Ключевые слова: коллективизация, кулаки, политика выселения, ликвидация кулачества как класса, репрессии
Keywords: collectivization, kulaks, eviction policy, elimination of kulaks as a class, repression
Политика хозяйственного ущемления кулаков проводилась советским правительством с 1920-х годов и была направлена на экономическое притеснение и «разоружение» кулачества. Однако в конце 1929 - начале 1930 годов руководство страны взяло курс на развитие колхозного строительства. В связи с этим планировалось коллективизировать к 1933 г. подавляющую часть бедняцко-середняцких хозяйств в главных зерновых районах станы, а кулацкие хозяйства ликвидировать. На конференциях и съездах началась подготовительная агитационная работа, объясняющая необходимость сплошной коллективизации, и угрозу, существовавшую со стороны «капиталистических элементов деревни».
По мнению И. В. Сталина и его партийных соратников, кулаки и бедняцко-середняцкая масса деревни, которая вербовалась в колхозы, находились в антагонистическом противоречии и просто не могли
сосуществовать на одной земле. Воинственная риторика партийного руководства внушала сельским обывателям и пролетариату образ классового врага, который «добровольно ликвидироваться не хочет» и «дико сопротивляется».
Формы сопротивления были как активными, так и пассивными. В информационном бюллетене прокуратуры Западной области (декабрь 1929 г.) говорилось, что «число террористических актов кулачества пропорционально возрастало в месяцы усиленного нажима на капиталистические элементы. Так, наибольшее количество террористических актов произошло в октябре, месяце наивысшего выкачивания кулацкого хлеба... Главными объектами нападения кулачества стали работники низового соваппарата (63%) и общественники (37%), причём первое место среди общественников занимают колхозники (50%)...». Причину такой ненависти к «общественникам» следует искать в методах их работы с кулаками во время экспроприации «излишков» хлеба. Далее автор бюллетеня отмечает, что «характерен переход от физического уничтожения к уничтожению имущества целых хозяйств - поджоги (43,3% всех терактов) ...» [3, с. 297]. Из сообщения следует, что меры репрессий в отношении кулаков - это вынужденные меры гражданской самозащиты.

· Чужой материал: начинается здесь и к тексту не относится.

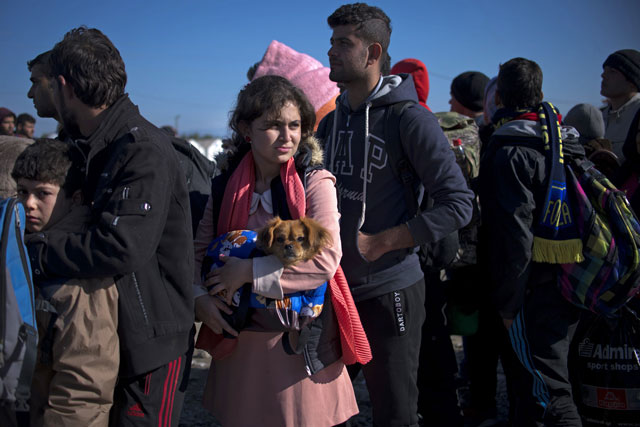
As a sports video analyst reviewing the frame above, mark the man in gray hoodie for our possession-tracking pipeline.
[318,3,473,426]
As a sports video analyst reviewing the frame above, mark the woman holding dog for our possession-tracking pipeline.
[195,76,358,426]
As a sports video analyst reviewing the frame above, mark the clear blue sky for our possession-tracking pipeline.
[0,0,640,136]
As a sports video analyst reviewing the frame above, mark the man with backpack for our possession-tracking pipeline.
[478,58,584,426]
[27,27,194,425]
[318,3,473,426]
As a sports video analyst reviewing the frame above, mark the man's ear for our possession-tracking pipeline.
[367,43,382,65]
[238,120,251,137]
[71,189,84,206]
[56,75,75,99]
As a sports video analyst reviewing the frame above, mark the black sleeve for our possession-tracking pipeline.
[29,141,180,278]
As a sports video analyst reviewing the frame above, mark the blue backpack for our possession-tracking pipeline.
[0,198,38,416]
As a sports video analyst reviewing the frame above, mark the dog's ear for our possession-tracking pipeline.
[256,217,282,250]
[300,217,333,255]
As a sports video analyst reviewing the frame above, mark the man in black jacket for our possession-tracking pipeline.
[29,27,194,425]
[478,58,584,426]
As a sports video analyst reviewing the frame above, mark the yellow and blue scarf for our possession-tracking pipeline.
[494,102,584,264]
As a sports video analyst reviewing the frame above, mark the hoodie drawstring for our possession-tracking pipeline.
[358,102,371,231]
[329,103,339,175]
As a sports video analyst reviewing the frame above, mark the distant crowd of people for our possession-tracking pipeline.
[0,3,640,427]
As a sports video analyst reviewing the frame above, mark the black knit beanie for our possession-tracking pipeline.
[602,49,640,91]
[451,71,489,113]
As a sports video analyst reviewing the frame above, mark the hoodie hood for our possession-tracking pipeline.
[391,58,431,111]
[328,74,418,229]
[336,74,418,114]
[493,116,584,158]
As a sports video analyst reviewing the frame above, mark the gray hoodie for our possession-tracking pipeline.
[317,74,473,300]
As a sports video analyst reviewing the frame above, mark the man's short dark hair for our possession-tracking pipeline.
[16,113,36,126]
[327,3,391,75]
[11,138,84,197]
[49,26,127,107]
[27,50,51,74]
[498,58,542,110]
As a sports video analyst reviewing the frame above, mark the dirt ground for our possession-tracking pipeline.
[180,335,507,427]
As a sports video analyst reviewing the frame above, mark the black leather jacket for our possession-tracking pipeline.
[28,95,194,376]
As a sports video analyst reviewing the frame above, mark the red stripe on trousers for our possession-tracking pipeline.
[165,356,182,427]
[158,362,174,427]
[144,372,151,395]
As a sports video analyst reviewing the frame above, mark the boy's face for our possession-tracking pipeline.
[17,178,73,232]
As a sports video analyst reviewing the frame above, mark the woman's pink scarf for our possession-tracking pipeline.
[196,151,371,365]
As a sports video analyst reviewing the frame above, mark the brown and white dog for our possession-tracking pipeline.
[256,217,332,267]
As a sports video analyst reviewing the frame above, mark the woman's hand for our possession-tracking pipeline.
[195,295,238,337]
[204,255,253,305]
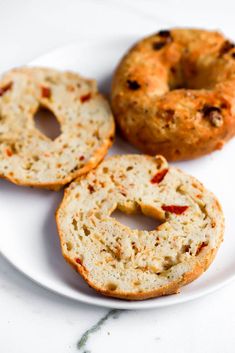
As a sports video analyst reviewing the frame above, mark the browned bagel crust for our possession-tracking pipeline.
[112,29,235,160]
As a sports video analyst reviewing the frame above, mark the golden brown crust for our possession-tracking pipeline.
[112,29,235,160]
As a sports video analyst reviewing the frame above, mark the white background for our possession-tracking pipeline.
[0,0,235,353]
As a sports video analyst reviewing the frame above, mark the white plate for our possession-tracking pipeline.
[0,36,235,309]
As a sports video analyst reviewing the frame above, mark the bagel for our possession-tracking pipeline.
[56,155,224,300]
[112,29,235,161]
[0,67,114,190]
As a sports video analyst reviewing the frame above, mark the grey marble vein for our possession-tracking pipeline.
[77,309,124,353]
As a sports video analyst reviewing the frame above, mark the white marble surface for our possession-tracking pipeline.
[0,0,235,353]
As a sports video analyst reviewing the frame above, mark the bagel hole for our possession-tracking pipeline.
[168,58,216,91]
[111,209,164,231]
[34,106,61,140]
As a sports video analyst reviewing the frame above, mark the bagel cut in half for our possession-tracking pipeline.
[0,67,114,190]
[112,28,235,160]
[56,155,224,300]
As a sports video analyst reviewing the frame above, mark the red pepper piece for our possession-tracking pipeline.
[41,86,51,98]
[0,82,12,97]
[6,148,13,157]
[196,241,207,256]
[151,169,168,184]
[80,93,91,103]
[162,205,188,214]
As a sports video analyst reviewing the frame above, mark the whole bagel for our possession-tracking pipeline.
[112,29,235,160]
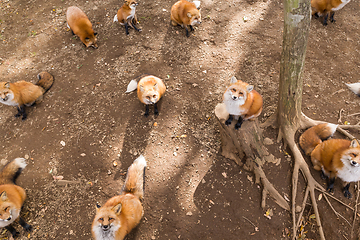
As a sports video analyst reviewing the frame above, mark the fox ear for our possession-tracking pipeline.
[230,77,237,84]
[246,85,254,92]
[95,202,101,211]
[113,203,122,215]
[350,139,359,148]
[140,85,145,92]
[0,191,7,201]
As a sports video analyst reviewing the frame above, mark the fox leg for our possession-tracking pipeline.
[343,183,352,198]
[225,114,234,126]
[19,217,32,232]
[330,12,336,22]
[15,105,27,120]
[235,116,244,130]
[154,103,159,116]
[129,20,141,32]
[144,105,149,117]
[124,22,129,35]
[326,177,335,193]
[5,225,20,238]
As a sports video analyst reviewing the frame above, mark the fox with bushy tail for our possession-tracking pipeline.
[92,155,146,240]
[0,158,32,237]
[299,123,360,198]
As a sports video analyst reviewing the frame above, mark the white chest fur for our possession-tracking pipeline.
[224,91,245,116]
[337,159,360,182]
[331,0,350,11]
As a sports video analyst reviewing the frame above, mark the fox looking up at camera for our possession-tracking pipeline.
[91,155,146,240]
[0,72,54,120]
[170,0,201,37]
[223,77,263,129]
[299,123,360,198]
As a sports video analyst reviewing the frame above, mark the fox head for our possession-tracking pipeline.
[186,7,201,26]
[125,0,139,9]
[0,82,14,105]
[81,30,98,49]
[0,191,17,225]
[139,82,160,105]
[92,203,122,239]
[224,77,254,105]
[341,139,360,167]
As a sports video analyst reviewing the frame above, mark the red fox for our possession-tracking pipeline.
[345,82,360,97]
[0,158,32,237]
[223,77,263,129]
[126,74,166,117]
[170,0,201,37]
[311,0,350,26]
[66,6,98,49]
[299,123,360,198]
[114,0,141,35]
[91,155,146,240]
[0,72,54,120]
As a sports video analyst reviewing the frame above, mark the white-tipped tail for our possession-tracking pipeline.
[345,82,360,97]
[193,1,200,8]
[14,158,27,169]
[125,80,137,93]
[114,14,119,22]
[134,155,146,167]
[327,123,338,136]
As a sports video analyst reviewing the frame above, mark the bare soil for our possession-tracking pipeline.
[0,0,360,240]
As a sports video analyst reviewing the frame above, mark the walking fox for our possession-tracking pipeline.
[0,72,54,120]
[299,123,360,198]
[92,155,146,240]
[0,158,32,237]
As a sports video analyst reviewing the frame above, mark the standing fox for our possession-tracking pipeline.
[126,75,166,117]
[92,155,146,240]
[114,0,141,35]
[0,72,54,120]
[66,6,98,49]
[311,0,350,26]
[170,0,201,37]
[223,77,263,129]
[0,158,32,237]
[299,123,360,198]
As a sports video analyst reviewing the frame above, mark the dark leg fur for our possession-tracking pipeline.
[330,12,336,22]
[19,217,32,232]
[235,117,244,130]
[125,22,129,35]
[5,225,20,238]
[326,177,335,193]
[154,103,159,116]
[343,183,352,198]
[225,114,234,126]
[323,13,329,26]
[15,105,27,120]
[131,21,142,32]
[144,105,149,117]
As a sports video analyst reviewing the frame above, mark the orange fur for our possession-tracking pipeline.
[0,158,31,237]
[170,0,201,36]
[299,123,360,198]
[91,156,146,240]
[66,6,98,48]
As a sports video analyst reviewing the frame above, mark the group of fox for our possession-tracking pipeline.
[0,0,360,240]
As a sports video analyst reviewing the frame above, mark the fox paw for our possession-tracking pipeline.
[344,190,352,199]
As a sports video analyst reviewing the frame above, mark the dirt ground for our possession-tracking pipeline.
[0,0,360,240]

Наиболее распространённой формой пассивного сопротивления было самораскулачивание хозяйств, боявшихся репрессий. В информационной сводке Колхозцентра СССР от 11 января 1930 г. сообщалось: «Вслед за сокращением посевной площади кулак, стремясь избежать налогов, маскируясь под середняка, спешит избавиться от скота. Кулак развивает бешеную агитацию за сброску скота, особенно в районах сплошной коллективизации». Из-за страха быть раскулаченными крестьяне резали или продавали за бесценок весь скот, который всё равно было нечем кормить. В той же сводке говорится, что на «Средней Волге недород прошлого года, тяжело отразился на животноводстве края, идёт сильный убой скота,
особенно молодняка. По данным Животноводсоюза, в крае в текущем году убито 820 тысяч голов молодняка. Свиней по сравнению с 1913 г. осталось 56 %, лошадей - 72%» [3, с. 304].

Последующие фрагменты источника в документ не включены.